Japanese Unexamined Patent Application Publication No. 2023-148899 discloses a coil component that includes an element containing a magnetic member and an insulating layer disposed at a bottom surface of the element.

The coil component disclosed in Japanese Unexamined Patent Application Publication No. 2023-148899 has room for improvement in reducing the deterioration of the magnetic member due to, for example, the environmental load.

The present disclosure aims to provide an inductor component that can reduce the deterioration of the magnetic member.

An inductor component according to an aspect of the present disclosure includes a first inductor wire that extends around a first axis extending in a first direction; and an element in which the first inductor wire is located. The element includes a magnetic member that is spaced farther from the first axis than the first inductor wire in a second direction that crosses the first direction, and a first protective film that is spaced farther from the first axis than the magnetic member in the second direction, and that is in contact with the magnetic member in the second direction. The first protective film has a thickness serving as a dimension in the first direction greater than the thickness of the first inductor wire. The inductor component of the above aspect can reduce the deterioration of a magnetic member.

Various aspects of the present disclosure are described.

An inductor component according to a first aspect, comprising a first inductor wire that extends around a first axis extending in a first direction; and an element in which the first inductor wire is located. The element includes a magnetic member that is spaced farther from the first axis than the first inductor wire in a second direction that crosses the first direction, and a first protective film that is spaced farther from the first axis than the magnetic member in the second direction, and that is in contact with the magnetic member in the second direction. The first protective film has a thickness, serving as a dimension in the first direction, greater than the thickness of the first inductor wire.

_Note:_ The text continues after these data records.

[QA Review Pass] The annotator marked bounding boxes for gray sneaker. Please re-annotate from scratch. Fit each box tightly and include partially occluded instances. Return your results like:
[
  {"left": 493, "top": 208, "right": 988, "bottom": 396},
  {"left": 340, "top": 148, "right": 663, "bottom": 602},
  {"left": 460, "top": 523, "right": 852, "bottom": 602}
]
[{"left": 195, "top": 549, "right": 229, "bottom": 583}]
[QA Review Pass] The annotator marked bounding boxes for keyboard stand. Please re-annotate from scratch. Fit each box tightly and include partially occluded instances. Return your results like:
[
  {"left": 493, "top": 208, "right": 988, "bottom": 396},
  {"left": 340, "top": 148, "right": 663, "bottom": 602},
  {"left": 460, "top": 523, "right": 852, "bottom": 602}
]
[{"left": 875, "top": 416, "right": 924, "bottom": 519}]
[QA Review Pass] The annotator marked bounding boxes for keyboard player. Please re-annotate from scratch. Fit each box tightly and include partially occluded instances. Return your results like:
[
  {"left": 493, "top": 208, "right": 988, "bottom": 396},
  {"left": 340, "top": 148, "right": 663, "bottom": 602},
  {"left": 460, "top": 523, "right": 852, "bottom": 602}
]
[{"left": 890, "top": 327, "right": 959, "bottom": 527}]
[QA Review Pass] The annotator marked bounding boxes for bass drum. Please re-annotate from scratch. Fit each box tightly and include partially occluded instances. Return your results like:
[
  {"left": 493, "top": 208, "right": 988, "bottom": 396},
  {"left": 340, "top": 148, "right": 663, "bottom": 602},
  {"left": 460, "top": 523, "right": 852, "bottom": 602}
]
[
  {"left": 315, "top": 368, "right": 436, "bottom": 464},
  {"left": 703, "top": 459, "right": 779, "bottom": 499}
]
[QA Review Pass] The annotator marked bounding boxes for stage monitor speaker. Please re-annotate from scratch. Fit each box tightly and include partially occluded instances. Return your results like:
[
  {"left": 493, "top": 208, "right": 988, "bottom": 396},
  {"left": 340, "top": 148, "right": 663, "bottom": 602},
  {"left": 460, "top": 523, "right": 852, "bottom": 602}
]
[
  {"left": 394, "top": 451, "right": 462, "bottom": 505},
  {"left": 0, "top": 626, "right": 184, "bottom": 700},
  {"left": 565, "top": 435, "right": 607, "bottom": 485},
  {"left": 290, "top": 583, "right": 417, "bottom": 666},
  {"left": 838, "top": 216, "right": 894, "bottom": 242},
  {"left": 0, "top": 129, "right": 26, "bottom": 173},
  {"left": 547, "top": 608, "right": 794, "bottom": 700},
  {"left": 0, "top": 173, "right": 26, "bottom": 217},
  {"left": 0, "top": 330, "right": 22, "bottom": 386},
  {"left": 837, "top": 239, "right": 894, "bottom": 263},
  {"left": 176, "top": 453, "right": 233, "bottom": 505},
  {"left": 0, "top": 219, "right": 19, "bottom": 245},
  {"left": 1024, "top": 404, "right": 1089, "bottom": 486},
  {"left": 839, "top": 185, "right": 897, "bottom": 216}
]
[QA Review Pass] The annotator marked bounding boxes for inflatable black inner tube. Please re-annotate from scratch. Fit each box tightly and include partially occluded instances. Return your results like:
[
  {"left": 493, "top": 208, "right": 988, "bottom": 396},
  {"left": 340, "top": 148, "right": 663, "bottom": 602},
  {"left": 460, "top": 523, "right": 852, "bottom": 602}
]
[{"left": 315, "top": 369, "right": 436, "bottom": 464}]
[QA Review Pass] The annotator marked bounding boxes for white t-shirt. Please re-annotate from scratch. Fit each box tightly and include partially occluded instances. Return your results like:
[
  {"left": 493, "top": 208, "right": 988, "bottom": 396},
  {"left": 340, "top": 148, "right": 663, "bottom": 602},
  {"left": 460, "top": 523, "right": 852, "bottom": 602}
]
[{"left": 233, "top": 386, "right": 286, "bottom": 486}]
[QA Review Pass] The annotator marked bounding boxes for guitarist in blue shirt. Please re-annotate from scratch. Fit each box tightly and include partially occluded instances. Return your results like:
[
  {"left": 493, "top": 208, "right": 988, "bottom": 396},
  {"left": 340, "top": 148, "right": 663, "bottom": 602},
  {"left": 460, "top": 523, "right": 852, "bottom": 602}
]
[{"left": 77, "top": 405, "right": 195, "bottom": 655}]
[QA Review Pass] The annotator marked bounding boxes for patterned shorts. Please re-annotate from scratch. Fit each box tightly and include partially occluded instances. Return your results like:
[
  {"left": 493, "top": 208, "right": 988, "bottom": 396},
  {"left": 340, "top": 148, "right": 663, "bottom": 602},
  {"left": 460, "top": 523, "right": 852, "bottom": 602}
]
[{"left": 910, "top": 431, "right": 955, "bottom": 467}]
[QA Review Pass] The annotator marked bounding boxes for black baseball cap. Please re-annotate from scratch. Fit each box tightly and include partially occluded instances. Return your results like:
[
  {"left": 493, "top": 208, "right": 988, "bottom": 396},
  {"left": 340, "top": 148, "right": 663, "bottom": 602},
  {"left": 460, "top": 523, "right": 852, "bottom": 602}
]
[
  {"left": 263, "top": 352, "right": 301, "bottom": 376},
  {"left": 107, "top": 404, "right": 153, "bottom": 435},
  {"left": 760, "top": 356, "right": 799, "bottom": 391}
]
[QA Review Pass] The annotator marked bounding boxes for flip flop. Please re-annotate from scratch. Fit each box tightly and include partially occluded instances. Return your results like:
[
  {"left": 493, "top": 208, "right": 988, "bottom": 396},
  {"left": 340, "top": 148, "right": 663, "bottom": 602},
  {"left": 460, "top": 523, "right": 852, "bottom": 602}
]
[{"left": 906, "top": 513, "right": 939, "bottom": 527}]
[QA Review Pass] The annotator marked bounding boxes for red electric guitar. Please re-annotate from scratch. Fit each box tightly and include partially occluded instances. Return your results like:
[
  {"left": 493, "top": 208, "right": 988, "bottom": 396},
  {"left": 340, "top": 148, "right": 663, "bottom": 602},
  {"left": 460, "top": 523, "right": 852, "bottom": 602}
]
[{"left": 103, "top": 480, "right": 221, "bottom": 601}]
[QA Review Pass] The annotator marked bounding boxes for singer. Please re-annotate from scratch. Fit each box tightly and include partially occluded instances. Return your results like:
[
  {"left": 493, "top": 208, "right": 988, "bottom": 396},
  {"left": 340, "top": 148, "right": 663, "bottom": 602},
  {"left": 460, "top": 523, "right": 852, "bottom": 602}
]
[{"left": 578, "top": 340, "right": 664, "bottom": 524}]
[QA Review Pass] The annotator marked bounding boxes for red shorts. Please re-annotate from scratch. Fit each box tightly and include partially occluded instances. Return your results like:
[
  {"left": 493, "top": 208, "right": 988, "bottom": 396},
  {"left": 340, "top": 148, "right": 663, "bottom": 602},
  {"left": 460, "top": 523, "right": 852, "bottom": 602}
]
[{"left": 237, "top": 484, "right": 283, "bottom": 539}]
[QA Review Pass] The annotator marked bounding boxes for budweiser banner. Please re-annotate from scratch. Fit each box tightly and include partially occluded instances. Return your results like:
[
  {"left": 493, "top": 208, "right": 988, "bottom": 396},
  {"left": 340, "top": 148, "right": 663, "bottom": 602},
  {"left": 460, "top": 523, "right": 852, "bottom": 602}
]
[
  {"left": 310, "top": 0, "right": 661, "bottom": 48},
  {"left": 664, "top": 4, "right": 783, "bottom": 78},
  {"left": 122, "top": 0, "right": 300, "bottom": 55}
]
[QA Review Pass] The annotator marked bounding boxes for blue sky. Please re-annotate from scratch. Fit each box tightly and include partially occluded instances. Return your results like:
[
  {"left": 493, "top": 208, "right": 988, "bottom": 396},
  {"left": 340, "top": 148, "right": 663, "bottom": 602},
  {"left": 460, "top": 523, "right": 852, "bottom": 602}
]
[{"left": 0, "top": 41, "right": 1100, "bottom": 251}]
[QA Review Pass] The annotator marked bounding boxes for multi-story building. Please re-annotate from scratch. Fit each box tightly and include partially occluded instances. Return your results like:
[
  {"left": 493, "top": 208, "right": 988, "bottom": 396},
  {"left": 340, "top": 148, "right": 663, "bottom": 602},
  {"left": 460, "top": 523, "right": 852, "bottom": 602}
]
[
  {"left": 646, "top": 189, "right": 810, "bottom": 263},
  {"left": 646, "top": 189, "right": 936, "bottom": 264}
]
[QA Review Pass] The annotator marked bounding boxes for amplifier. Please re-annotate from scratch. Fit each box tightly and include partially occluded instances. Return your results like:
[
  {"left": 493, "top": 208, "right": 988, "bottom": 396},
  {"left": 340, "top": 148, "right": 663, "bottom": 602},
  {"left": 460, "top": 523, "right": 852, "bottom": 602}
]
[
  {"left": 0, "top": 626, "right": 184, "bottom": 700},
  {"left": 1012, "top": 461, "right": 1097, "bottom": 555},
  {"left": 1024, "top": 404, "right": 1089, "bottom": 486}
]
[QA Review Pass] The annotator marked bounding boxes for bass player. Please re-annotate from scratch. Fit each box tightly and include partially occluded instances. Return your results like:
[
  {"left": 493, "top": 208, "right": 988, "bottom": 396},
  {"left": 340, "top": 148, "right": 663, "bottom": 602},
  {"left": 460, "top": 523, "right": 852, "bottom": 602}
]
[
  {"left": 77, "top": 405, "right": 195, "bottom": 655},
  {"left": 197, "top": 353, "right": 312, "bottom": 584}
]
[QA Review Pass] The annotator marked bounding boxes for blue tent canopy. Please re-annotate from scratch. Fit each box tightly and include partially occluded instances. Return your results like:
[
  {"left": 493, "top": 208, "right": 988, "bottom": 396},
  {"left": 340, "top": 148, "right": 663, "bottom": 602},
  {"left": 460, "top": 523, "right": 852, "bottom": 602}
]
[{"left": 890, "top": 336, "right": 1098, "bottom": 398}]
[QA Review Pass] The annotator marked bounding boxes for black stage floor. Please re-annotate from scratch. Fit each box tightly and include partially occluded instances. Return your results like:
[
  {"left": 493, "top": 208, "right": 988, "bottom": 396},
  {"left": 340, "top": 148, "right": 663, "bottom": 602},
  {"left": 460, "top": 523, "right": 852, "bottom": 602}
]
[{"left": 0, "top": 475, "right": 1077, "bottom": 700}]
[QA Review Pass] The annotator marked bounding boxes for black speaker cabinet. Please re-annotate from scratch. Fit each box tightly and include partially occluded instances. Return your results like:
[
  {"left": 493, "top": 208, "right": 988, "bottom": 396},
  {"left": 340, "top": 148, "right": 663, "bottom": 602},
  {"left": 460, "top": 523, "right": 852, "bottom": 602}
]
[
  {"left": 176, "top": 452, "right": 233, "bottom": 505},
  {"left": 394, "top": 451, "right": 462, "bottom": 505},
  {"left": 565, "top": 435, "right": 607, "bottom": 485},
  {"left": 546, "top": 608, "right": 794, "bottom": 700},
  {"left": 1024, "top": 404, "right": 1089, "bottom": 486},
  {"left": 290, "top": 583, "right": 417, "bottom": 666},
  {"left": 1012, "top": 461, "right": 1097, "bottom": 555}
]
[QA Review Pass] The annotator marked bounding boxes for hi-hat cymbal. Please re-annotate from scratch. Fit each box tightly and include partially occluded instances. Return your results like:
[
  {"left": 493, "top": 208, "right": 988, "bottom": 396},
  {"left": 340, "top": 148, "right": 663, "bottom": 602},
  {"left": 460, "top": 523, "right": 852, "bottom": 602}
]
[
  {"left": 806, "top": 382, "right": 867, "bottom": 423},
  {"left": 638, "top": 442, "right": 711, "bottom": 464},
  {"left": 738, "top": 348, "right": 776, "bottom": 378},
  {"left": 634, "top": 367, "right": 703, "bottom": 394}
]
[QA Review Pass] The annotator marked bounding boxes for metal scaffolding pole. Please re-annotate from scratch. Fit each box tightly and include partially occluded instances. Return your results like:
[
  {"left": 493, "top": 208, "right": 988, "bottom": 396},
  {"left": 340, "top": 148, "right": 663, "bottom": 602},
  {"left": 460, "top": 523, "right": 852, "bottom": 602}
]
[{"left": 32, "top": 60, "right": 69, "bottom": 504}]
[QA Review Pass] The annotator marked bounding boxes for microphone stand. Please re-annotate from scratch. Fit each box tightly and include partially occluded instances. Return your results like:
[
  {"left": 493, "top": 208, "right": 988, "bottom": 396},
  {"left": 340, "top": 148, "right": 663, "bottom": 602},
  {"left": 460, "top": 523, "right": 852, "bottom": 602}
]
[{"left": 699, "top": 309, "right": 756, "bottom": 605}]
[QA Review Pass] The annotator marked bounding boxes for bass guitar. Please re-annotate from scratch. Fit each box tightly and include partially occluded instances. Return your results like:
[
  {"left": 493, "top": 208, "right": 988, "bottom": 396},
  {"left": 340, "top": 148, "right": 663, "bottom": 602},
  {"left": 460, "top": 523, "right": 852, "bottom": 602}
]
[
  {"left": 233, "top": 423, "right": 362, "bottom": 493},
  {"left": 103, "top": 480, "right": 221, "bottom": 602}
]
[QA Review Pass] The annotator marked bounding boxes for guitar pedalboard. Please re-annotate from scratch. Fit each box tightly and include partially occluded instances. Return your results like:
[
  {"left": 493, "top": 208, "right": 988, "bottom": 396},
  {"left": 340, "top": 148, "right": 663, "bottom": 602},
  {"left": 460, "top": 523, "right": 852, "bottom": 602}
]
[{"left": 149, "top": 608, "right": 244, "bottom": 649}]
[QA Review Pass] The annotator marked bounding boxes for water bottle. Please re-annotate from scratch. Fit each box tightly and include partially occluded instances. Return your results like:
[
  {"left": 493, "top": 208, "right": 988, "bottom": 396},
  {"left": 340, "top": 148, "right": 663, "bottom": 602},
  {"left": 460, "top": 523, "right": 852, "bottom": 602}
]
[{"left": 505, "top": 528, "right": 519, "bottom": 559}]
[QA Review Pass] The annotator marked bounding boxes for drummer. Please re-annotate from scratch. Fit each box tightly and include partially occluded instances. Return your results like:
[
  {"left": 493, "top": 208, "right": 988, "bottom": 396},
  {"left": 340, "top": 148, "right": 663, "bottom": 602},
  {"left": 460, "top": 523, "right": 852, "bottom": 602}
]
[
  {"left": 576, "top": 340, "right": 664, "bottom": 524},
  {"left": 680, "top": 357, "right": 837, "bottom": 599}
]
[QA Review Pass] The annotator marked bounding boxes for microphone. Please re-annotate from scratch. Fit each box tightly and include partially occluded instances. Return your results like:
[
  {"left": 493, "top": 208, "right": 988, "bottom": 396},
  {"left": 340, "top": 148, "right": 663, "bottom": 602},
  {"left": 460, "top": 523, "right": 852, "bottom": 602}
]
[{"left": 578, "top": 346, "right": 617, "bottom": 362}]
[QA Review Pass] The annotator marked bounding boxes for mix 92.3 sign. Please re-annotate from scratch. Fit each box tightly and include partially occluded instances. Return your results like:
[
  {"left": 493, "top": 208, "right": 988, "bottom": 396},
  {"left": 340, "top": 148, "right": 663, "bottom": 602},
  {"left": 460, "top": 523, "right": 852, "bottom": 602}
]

An inductor component according to a second aspect, dependent on the inductor component according to the first aspect, comprising a first conductor layer located on a first virtual plane that crosses the first direction. The first inductor wire is disposed on the first conductor layer. The first conductor layer includes a first body located around the first axis, and an extended portion extending from the first body in the second direction away from the first axis or in the second direction toward the first axis.

An inductor component according to a third aspect, dependent on the inductor component according to the second aspect, comprising a second conductor layer located on a second virtual plane parallel to and adjacent to the first virtual plane; and a second inductor wire disposed on the second conductor layer, located on an opposite side of the second conductor layer from the first conductor layer in the first direction, and extending around a second axis extending in the first direction.

An inductor component according to a fourth aspect, dependent on the inductor component according to the second aspect or the third aspect, wherein the first protective film covers the first conductor layer.

An inductor component according to a fifth aspect, dependent on the inductor component according to any one of the first aspect to the fourth aspect, wherein the first protective film includes a plurality of materials, and the plurality of materials include at least an inorganic filler.

An inductor component according to a sixth aspect, dependent on the inductor component according to any one of the first aspect to the fifth aspect, wherein the first protective film includes a plurality of materials, and all the plurality of materials are photosensitive materials.

An inductor component according to a seventh aspect, dependent on the inductor component according to the third aspect, comprising a first insulating layer disposed in the element, and located between the first inductor wire and the second conductor layer, wherein the first protective film and the first insulating layer are formed into an integrated unit.

An inductor component according to an eighth aspect, dependent on the inductor component according to any one of the first aspect to the seventh aspect, wherein the element has a structure in which the magnetic member is in contact with an end portion of the first protective film in the first direction.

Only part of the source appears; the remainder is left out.